There are about 80 operational television channels in Pakistan and about 75% of them cater to the news industry. Every channel has 3-4 programs of news analysis and dissection and every program has 2-3 guests along with the expert analyst and every day they discuss a new issue of national security and stability. All without any result, all without any warranted action.

This whole set up reminds me of the novel Akhri Chattan by Naseem Hijazi. The novel talks about Baghdad as the last solid battle-hold of the Muslim Dynasty in the times of Chengez Khan. Baghdad was the city of cultured leaders and sophisticated scholars. When the attacks of Chengez Khan gained speed and span in Muslim areas on the north east, they all started gathering up in the city centre and stage a wholesome discussion over what should be done and what is the right way to tackle the problem. All the leaders, politicians and scholars would sit together and brain storm, with contrasting ideas and novel solutions. Each day they would discuss and refute each other and each day they would go back home with much to think and nothing to do. Till the day Chengez Khan attacked. Then they didn’t have anything to talk and discuss. They hid or fled and some went praying in masjids where the soldiers of Chengez Khan cut their heads off while they were in a state of Sajda.

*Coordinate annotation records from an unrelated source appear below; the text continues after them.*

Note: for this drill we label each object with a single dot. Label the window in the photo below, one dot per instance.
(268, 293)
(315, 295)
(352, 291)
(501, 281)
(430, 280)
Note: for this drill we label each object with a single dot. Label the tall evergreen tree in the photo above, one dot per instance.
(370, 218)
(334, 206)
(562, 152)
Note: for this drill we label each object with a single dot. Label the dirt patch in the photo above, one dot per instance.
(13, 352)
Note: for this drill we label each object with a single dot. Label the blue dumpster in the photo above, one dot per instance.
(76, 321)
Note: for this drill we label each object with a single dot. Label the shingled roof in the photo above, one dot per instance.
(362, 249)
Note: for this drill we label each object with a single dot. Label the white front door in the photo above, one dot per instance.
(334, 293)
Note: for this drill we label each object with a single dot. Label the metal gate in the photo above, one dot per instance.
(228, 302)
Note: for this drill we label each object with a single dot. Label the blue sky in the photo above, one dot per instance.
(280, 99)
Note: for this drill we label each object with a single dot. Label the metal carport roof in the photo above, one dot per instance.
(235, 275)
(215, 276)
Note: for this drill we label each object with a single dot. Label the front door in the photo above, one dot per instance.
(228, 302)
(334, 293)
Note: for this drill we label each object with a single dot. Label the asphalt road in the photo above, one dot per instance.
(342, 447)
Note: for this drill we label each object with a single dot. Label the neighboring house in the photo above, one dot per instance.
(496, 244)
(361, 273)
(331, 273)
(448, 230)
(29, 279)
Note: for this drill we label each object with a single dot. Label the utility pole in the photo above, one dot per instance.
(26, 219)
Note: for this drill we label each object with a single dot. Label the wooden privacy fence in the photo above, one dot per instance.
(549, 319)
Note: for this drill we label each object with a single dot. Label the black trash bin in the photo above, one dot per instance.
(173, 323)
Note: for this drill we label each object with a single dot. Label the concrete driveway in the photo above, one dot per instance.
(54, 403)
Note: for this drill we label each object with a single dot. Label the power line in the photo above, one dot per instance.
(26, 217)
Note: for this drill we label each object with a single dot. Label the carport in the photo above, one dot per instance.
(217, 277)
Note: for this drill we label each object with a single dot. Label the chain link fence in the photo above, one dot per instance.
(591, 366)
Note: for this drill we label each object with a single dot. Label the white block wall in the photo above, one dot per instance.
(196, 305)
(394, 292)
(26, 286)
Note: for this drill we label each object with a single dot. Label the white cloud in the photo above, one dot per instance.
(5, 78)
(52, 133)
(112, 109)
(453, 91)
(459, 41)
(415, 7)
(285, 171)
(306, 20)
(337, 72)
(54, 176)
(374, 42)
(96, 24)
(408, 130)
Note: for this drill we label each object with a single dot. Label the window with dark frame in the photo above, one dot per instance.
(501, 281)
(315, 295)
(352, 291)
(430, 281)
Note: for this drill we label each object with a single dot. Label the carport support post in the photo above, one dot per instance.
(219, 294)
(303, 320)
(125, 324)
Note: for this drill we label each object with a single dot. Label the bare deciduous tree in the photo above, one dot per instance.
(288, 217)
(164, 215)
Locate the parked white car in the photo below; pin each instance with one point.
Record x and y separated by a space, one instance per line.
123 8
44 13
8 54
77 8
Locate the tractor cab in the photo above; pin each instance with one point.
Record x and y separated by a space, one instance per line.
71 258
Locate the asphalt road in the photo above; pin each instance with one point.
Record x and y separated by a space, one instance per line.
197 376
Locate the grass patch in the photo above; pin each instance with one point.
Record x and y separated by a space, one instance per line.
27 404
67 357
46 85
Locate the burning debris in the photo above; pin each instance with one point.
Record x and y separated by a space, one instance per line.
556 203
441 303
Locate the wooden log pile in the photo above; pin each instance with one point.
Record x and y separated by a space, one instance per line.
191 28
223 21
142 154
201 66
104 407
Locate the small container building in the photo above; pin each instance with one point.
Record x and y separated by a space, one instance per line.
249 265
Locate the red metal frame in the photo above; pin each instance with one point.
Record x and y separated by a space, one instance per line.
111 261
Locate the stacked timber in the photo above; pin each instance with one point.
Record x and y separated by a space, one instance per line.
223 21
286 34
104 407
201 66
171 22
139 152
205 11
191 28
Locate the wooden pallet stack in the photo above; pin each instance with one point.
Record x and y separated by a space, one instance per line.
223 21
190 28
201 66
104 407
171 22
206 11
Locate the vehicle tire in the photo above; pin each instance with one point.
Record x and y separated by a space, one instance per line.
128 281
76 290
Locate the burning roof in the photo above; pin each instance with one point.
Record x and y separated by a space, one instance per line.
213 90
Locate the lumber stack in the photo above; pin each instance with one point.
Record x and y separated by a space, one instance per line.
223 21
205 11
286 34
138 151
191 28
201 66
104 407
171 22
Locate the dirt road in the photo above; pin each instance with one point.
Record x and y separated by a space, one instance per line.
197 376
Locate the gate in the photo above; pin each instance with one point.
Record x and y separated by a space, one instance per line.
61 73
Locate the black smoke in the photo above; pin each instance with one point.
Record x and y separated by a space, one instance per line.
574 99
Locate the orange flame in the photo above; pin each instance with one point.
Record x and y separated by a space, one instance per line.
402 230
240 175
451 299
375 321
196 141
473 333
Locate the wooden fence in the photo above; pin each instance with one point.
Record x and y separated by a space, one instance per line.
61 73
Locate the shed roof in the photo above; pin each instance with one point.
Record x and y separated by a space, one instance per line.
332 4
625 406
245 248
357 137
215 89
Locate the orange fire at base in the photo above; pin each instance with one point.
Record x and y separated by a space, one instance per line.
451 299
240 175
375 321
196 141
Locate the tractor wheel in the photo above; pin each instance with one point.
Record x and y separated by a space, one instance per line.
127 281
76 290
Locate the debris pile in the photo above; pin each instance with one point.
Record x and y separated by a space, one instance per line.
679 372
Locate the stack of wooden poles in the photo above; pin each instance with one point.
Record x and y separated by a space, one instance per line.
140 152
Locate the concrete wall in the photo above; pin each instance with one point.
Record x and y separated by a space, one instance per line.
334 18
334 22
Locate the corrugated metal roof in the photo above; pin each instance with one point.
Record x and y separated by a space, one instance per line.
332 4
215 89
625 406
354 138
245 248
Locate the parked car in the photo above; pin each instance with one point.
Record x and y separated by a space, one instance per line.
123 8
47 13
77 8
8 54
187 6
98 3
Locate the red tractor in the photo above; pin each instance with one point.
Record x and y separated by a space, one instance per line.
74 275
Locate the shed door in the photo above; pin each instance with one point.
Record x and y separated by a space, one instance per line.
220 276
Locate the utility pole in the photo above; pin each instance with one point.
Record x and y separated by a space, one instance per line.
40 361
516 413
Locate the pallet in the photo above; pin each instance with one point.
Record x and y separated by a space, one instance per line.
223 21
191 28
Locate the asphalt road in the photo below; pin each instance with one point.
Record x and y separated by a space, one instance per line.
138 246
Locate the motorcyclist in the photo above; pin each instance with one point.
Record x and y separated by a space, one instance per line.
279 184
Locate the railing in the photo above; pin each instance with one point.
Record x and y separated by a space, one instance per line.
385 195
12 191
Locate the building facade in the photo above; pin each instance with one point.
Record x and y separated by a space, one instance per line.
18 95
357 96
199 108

I cannot, but find a striking similarity between the Baghdad of then and the Pakistan of now. We aren’t much different than the gentlemen of the yore who lost all their glory because they were overconfident, overindulgent, over-thoughtful, over-democratic and less of everything that time expected them to be. No matter how sizzling the topics of our talk shows get and what big names come together for the battle of blames, the truth remains they are just shows and they merely do the talking.

Even ignoring the fact that the moderators of these shows are now analysts, who neither moderate the talking nor analyze it beyond stating the blatant facts in a tantalizing way, even ignoring the fact that their questioning never brings up any answers, nor do they conclude on any reasonable note and at times don’t even conclude at all, these talk shows don’t do anything except politicising the country’s environment and providing a better bitchy entertainment than all the Indian soap dramas could do together.

But the worst of all is that, these stage shows effectively represent what we’re becoming as a nation. Much of talking, much more of thinking, a lot more of whining, mostly for the things that matter the least and for the reasons that don’t matter at all and yes, not a little bit of action. We all want a change for the better but the best we do is talk about it. In our daily lives, in our social lives, on our social media and on our electronic media, we talk and talk. And barking dogs seldom bite, you got it.

The constant in-fighting clearly suggests that those who are arguing and those who are the moderators of such arguments are all working for their own good. They are down-right selfish, that's why they disagree with each other because good for one is bad for another. And it seems as if in the last few years that has rubbed on us also because, essentially speaking, we are from them and they are from us.

Before the Chengez Khans of today come to wreak havoc upon us, the time begs us to be more of men of action now than it has ever done. Otherwise prayers would fall short to save a nation that’s too busy bickering to be any good on the battleground on any front, for anyone, never mind being good for its own self.